Our breakfast has hearts, for a message of love. The dinner is easy to prepare and yummy — nice to eat as Winter begins.
Heart-in-Heart: 150 calories 6 g fat 3 g fiber 9.6 g protein 17 g carbs 42 mg Calcium NB: The food values given above are for the egg bake and fruit only, not the optional beverages. PB GF – if using GF bread Egg + bacon + toast come to the table in a new guise.
1 slice 70-calorie whole-grain bread with a 2” heart cut out 1 slice Canadian bacon with a 2” heart cut out 1 small egg [1.8 oz with the shell] 1 oz banana slices OR ¼ cup blueberries Optional: blackish coffee [53 calories] or blackish tea or mocha cafe au lait [65 calories] Optional: 5-6 oz fruit smoothie or berry-yogurt smoothie [88 calories]
Spray an oven-safe pan with non-stick spray. Lightly toast the bread. Put it in the pan and position the bacon on top of it so the hearts align. Sprinkle a pinch of herbs of your choice into the hole. Break the egg into the heart-shaped hole. Strew with salt, pepper, and herbs. Bake at 350F for 12 minutes. Plate with the fruit.
Eggplant Parmesan: 263 calories 5.6 g fat 5 g fiber 19 g protein 44 g carbs 203 mg Calcium PB GF I love eggplant parmesan but I can’t stand cooking all those slices in oil [!!] and then layering everything together. This preparation is just what I need. HINT: This recipe serves 2 [two] people. Dear Husband enjoyed this.

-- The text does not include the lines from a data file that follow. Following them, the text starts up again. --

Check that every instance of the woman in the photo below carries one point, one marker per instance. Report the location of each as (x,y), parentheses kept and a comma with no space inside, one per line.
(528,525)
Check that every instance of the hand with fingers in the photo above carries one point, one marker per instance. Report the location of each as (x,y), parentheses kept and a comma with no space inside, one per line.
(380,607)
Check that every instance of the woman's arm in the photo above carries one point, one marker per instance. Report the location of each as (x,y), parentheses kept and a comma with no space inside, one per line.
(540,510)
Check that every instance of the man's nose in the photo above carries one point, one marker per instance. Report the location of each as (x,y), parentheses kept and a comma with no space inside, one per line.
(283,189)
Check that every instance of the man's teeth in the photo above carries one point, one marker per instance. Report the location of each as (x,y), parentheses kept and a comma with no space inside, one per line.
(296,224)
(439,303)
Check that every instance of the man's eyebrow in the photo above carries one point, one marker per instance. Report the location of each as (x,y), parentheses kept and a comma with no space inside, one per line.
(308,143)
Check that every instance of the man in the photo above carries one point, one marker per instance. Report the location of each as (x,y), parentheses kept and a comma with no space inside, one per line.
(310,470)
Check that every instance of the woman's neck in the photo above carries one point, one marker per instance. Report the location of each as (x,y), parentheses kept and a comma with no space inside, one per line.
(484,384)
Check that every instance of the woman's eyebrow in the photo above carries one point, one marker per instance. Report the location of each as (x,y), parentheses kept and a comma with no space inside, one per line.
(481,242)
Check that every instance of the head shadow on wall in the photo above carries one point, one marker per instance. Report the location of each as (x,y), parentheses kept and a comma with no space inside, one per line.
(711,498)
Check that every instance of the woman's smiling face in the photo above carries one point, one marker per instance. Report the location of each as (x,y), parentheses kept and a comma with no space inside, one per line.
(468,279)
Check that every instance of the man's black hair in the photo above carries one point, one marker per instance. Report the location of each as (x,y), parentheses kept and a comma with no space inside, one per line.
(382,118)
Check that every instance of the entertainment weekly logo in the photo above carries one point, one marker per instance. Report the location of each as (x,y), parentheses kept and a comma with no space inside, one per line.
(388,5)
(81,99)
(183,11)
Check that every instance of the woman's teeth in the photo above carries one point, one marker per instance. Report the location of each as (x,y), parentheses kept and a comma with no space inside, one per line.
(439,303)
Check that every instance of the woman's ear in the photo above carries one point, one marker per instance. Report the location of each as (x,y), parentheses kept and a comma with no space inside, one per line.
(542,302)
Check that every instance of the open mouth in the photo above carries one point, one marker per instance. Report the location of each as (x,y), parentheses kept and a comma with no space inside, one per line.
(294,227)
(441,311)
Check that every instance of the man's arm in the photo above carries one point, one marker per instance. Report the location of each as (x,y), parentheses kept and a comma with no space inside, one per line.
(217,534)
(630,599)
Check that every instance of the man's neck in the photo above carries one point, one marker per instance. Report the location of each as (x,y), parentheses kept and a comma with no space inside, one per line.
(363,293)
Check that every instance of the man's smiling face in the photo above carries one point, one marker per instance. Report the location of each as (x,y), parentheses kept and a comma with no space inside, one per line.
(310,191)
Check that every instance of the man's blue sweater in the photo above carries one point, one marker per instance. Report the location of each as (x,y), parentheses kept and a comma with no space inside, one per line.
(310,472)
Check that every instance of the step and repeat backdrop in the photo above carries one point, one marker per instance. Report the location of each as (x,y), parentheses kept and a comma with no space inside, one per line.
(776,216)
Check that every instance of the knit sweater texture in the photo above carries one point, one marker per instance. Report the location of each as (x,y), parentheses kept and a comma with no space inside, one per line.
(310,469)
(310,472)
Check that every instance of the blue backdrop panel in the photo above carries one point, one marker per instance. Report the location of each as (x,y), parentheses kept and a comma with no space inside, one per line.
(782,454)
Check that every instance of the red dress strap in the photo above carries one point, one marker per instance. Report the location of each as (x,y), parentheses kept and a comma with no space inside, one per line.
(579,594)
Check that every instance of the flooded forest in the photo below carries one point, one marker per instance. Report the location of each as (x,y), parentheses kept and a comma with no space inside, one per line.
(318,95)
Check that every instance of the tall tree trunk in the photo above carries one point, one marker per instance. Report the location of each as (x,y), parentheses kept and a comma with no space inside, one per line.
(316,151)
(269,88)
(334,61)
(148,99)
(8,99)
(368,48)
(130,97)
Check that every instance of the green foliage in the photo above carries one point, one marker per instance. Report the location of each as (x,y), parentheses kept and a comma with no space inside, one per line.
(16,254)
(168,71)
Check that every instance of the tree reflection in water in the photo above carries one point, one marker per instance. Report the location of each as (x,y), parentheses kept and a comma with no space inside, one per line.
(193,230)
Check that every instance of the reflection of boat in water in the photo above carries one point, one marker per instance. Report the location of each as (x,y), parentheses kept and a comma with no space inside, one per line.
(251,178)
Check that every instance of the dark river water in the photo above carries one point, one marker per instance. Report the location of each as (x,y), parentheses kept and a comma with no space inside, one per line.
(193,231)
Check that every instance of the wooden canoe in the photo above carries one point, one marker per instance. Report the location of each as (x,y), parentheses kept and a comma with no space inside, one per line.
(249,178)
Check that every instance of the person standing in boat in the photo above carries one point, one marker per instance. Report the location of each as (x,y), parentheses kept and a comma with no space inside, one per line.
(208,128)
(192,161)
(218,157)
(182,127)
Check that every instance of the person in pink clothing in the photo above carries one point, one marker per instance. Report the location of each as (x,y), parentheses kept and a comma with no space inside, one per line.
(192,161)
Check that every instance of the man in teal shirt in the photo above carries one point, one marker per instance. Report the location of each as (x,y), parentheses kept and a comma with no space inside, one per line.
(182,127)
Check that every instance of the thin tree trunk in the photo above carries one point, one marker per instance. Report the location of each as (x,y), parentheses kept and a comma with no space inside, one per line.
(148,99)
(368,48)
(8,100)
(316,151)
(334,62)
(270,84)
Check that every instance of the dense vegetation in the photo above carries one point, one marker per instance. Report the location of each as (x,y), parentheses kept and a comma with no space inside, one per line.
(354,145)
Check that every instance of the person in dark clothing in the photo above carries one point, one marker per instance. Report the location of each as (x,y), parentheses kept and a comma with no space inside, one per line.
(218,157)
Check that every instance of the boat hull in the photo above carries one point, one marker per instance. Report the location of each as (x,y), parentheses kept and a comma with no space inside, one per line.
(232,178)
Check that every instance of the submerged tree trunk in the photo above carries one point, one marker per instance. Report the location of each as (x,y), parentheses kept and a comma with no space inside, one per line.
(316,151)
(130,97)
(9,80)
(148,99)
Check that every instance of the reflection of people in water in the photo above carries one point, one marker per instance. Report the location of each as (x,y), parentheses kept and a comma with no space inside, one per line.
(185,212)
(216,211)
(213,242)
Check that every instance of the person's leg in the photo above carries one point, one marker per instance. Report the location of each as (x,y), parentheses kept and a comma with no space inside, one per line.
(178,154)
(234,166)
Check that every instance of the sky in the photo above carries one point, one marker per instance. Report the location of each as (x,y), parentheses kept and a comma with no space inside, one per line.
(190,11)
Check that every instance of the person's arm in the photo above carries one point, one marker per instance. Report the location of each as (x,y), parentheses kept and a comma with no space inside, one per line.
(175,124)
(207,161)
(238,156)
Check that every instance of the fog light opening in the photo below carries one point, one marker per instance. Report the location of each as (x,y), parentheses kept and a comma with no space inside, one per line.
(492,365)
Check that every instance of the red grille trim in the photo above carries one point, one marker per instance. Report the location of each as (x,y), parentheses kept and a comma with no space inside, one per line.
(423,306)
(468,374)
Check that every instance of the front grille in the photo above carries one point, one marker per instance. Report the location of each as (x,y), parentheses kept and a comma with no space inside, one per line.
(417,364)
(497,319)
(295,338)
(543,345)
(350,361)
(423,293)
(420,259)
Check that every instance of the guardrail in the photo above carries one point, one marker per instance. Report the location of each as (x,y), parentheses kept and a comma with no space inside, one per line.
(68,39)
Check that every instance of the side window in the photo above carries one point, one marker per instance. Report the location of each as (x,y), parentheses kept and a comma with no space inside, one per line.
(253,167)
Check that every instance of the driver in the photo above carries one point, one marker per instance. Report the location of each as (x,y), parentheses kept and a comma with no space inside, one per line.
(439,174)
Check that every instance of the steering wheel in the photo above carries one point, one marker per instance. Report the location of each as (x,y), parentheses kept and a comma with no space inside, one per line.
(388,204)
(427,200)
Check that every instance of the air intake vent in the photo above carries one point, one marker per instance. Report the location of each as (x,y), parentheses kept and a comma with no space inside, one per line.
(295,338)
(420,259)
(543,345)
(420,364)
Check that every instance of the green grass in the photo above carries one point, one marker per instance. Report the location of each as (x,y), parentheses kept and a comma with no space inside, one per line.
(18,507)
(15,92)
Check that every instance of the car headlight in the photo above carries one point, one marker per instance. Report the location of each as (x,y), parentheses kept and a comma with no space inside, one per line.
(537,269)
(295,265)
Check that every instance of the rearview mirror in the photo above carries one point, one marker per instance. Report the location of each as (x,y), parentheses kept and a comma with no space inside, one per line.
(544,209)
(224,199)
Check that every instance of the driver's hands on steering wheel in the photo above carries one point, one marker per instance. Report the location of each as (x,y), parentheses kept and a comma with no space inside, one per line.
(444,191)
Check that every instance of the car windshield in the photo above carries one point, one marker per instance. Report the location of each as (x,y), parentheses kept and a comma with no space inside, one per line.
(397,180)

4 slices peeled eggplant to a total weight of 6.5 oz ¼ c part-skim ricotta cheese ½ cup reduced fat cottage cheese ½ oz egg 1½ cup canned whole tomatoes basil garlic powder 1 oz whole-grain linguine [or other pasta of your choice] 3 oz zucchini ribbons –OR– 2 oz spinach leaves
Sprinkle the eggplant slices liberally with salt and lay them in a collander on a plate and let sit 30 minutes. Meanwhile, combine the ricotta and cottage cheeses with the egg. Combine the tomatoes with the basil and garlic powder. Rinse the eggplant slices and bake at 375F on an oil-sprayed pan for 15 minutes or until tender. Spray two 8” oven-safe saute pans OR one larger pan with non-stick spray. Measure ¼ c of tomato into each pan and flatten it out. Lay two slices of eggplant, slightly over-lapping, on the tomatoes in the pans. Smear 1 Tbsp of tomato on each eggplant slice. Arrange 2-3 Tbsp of ricotta/cottage cheese mixture on each slice. Put any extra tomato sauce on top and then a generous sprinkle of Parmesan cheese. Bake at 400F for 15+ minutes or until eggplant is soft. Use a vegetable peeler to slice zucchini into lengthwise ribbons. Cook the pasta for 4 minutes, then take off heat. Add the zucchini to the pasta and let it sit, covered, for another 2-3 minutes. If using spinach, add it to the pasta pan with one minute to go. I like to serve it all in the skillet in which it was baked, but you can plate it to your individual wishes. Melty and tender – just the way I like it.